192 nations at UN climate conference in Copenhagen

Post date: Dec 7, 2009 1:24:10 PM

07.12.2009.

The largest and most important UN climate change conference in history opened Monday, with diplomats from 192 nations warned that this could be the best, last chance for a deal to protect the world from calamitous global warming.

Concern and awareness for climate change and the environment peaked in 2007 at the time of the Live Earth concerts and the launch of Al Gore’s documentary "An Inconvenient Truth", according to a survey by The Nielsen Company and the Oxford University Institute of Climate Change.

The survey – conducted among 27,548 consumers in 54 countries – shows that in 2007 41 percent said they were very concerned about climate change. In October 2009 the number had declined to 37 percent.

"The global recession and economic woes temporarily knocked the climate change issue off the top line agenda, but as the recession is now beginning to recede, we expect the Copenhagen Summit may push this important issue to the forefront again," said Jonathan Banks, Business Insights Director Europe, The Nielsen Company.

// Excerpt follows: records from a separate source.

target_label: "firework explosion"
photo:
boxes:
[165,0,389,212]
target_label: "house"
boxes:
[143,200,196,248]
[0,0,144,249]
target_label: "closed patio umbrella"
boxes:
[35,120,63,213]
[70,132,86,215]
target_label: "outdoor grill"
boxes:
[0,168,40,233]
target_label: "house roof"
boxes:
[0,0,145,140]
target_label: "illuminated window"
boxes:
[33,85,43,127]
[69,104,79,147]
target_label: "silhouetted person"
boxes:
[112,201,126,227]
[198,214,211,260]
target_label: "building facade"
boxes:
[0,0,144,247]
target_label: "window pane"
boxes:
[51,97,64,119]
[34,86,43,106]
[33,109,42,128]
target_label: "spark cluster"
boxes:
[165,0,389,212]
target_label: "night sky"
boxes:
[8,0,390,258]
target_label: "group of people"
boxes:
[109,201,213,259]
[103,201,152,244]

The highest levels of concern were expressed in Latin America (57 percent) and Asia Pacific (42 percent). In the US the number of very concerned declined from 34 percent in 2007 to 25 percent in October this year.

Another poll by GlobeScan goes in the opposite direction, according to BBC News. This poll shows that nearly two thirds of 24,071 people polled in 23 countries said climate change was a "very serious" problem – up from 44 in 1998.